ANAIS DO SIMPÓSIO


Algumas estratégias de persuasão e de sedução do
sujeito-comunicante Victor Hugo
 

Ida Lucia Machado
UFMG

Introdução

As relações entre o texto de ficção e a análise do discurso (AD) provocam ainda hoje dúvidas ou discussões em certos meios onde o gênero literário ou a Literatura (com um "L" maiúsculo) sofre o peso de um elitismo cultural ou de um "purismo" exagerado. No entanto, o estudo dos aspectos sociais de um texto ficcional, do espaço que se constitui entre ele e tudo o que o envolve (título, prefácio, capa, orelha, etc.), o estudo da "fabricação" de tal texto bem como a observação dos efeitos buscados por seu escritor (interação texto v. leitores hipotéticos ou reais) já existia bem antes da institucionalização da AD, como disciplina. Basta lembrar, entre tantos outros, os trabalhos realizados no último século por Bakhtin, Barthes, Genette, Eco...

Uma grande parte do que chamamos "texto de ficção" focaliza o homem e as relações sociais por eles mantidas com seus semelhantes em uma determinada época, mostrando, ao mesmo tempo, a visão que é então dada ao próprio fenômeno literário. (1) Aqueles que se aventuram a realizar incursões nesse domínio recebem – quer queiram ou não – uma imagem facetada que não é a de um pesquisador literário, mas, a de um lingüista-antropólogo, acompanhado de um psicosociólogo.
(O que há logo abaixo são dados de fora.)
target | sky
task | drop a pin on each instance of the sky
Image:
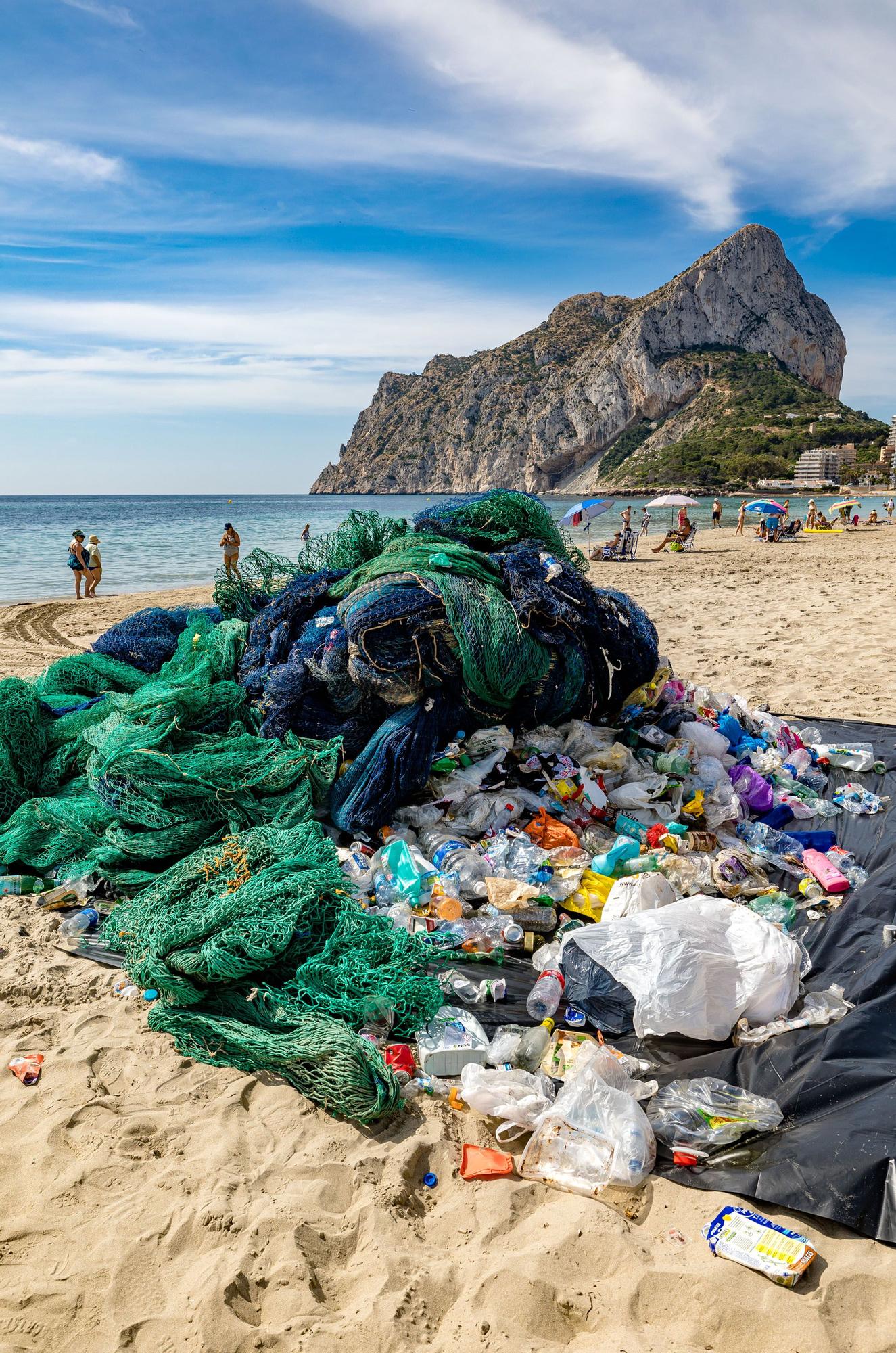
(222, 221)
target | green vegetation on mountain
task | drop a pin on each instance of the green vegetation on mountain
(750, 420)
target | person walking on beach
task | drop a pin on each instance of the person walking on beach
(95, 561)
(79, 565)
(231, 546)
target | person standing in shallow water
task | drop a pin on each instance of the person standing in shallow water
(231, 546)
(79, 565)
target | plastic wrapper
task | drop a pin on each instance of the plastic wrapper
(520, 1099)
(696, 967)
(640, 894)
(818, 1009)
(708, 1113)
(596, 1136)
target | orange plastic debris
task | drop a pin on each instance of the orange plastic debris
(548, 833)
(481, 1163)
(28, 1067)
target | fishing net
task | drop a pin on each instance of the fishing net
(484, 604)
(149, 638)
(189, 757)
(264, 963)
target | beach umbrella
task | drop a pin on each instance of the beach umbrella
(673, 501)
(584, 512)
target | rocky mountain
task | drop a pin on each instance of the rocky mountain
(598, 374)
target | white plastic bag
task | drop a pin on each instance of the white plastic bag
(696, 967)
(596, 1134)
(708, 741)
(638, 894)
(519, 1098)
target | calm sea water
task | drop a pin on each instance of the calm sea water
(168, 541)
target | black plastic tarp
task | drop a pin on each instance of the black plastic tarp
(835, 1152)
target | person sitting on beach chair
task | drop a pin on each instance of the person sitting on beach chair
(676, 538)
(621, 546)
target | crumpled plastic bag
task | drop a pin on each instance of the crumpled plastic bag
(708, 741)
(751, 788)
(708, 1111)
(696, 967)
(550, 833)
(638, 894)
(508, 895)
(520, 1099)
(596, 1134)
(818, 1009)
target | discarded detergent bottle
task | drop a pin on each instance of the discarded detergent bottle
(76, 926)
(546, 995)
(534, 1045)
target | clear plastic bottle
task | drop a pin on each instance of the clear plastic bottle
(534, 1045)
(762, 835)
(451, 856)
(546, 995)
(76, 926)
(551, 568)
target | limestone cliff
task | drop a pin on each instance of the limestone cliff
(540, 412)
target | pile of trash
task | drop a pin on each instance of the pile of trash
(340, 823)
(651, 879)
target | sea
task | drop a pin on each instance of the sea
(155, 542)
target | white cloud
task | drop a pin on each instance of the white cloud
(320, 346)
(114, 14)
(55, 160)
(573, 104)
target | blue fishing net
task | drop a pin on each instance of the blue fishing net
(149, 637)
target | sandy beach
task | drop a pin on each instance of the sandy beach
(156, 1205)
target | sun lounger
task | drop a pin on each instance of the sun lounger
(626, 550)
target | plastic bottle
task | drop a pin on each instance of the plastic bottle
(666, 764)
(777, 909)
(847, 756)
(655, 737)
(546, 995)
(76, 926)
(534, 1045)
(623, 849)
(451, 856)
(826, 873)
(758, 834)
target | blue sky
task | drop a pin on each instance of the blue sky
(222, 220)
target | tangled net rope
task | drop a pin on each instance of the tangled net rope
(392, 638)
(189, 756)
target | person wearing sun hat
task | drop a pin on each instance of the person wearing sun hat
(79, 565)
(95, 561)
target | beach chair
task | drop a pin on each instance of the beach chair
(626, 550)
(677, 549)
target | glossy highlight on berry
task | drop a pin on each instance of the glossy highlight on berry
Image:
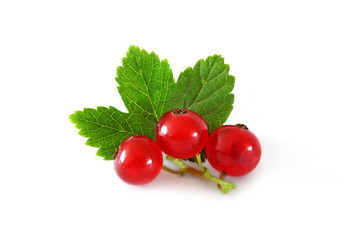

Este quarteto se interessará pela psicologia comportamental dos seres de papel (representações dos seres do mundo), pelo estudo das trocas linguageiras que eles suscitam ou praticam, no interior de seu mundo. A AD procura, assim, em um mundo "contado", marcas que mostrem as diferentes imagens ou máscaras sob as quais um autor pode apresentar sua obra ao seu leitor... Assim, no âmbito dessa disciplina, será mais interessante estabelecer uma discussão sobre os julgamentos psicosóciolinguageiros que um dado personagem faz sobre a sociedade de sua época que de se preocupar com a verossimilhança – ou não – do comportamento deste personagem. (2)

É preciso esclarecer, sem mais tardar, que, seguindo Maingueneau (1998: 2), adotamos o ponto de vista de uma AD "qui n’appréhende ni l’organisation textuelle en elle-même, ni la situation de communication, mais s’éfforce de les associer intimement". Assim, o texto de Victor Hugo será por nós aqui analisado como um local linguageiro onde ocorre uma atividade enunciativa, atividade esta ligada ao gênero "ficção".

Em outras palavras, o texto construído por Victor Hugo será por nós visto como uma instância privilegiada onde acontece uma troca comunicativa, tal troca estando inserida em um contrato sustentado por um projeto de palavra concebido pelo citado escritor.

Não é segredo para ninguém que Victor Hugo é considerando um monstro sagrado da literatura francesa e ocidental, nem tampouco que sua biografia e sua obra ofereceram e continuam oferecendo margem para diferentes pesquisas. A atmosfera carismática que envolve o homem e o escritor está longe se esgotar. Pedimos, pois, ao nosso leitor para aceitar esta exposição apenas como mais uma das múltiplas abordagens possíveis oferecidas pelo autor Victor Hugo aos pesquisadores que se interessam por sua obra e por seu gênio.

O sujeito-comunicante Victor Hugo

No título sugerido para esta intervenção, aparece o sintagma "sujeito-comunicante". O que isso significa ou de onde vem essa expressão? Ela foi por nós encontrada, pela primeira vez, no livro Langages et discours, escrito pelo lingüista Patrick Charaudeau, em 1983. No que diz respeito à terminologia, é preciso lembrar que o autor fala ou de um "sujeito-comunicante" ou de um "Eu comunicante", as duas expressões tendo o mesmo significado.(3)

(1) Como analistas do discurso preferimos "texto de ficção" a "textos literários".
(2) Esta observação foi feita por Alain Robbe-Grillet (1963), quando o autor comentou o tratamento dado pela crítica literária ao personagem Julien Sores, do romance Le rouge et le noir, de Stendh al . Em francês: "sujet-communiquant". Quanto ao (3) "Eu comunicante", Charaudeau o abrevia por JEc ("je communiquant").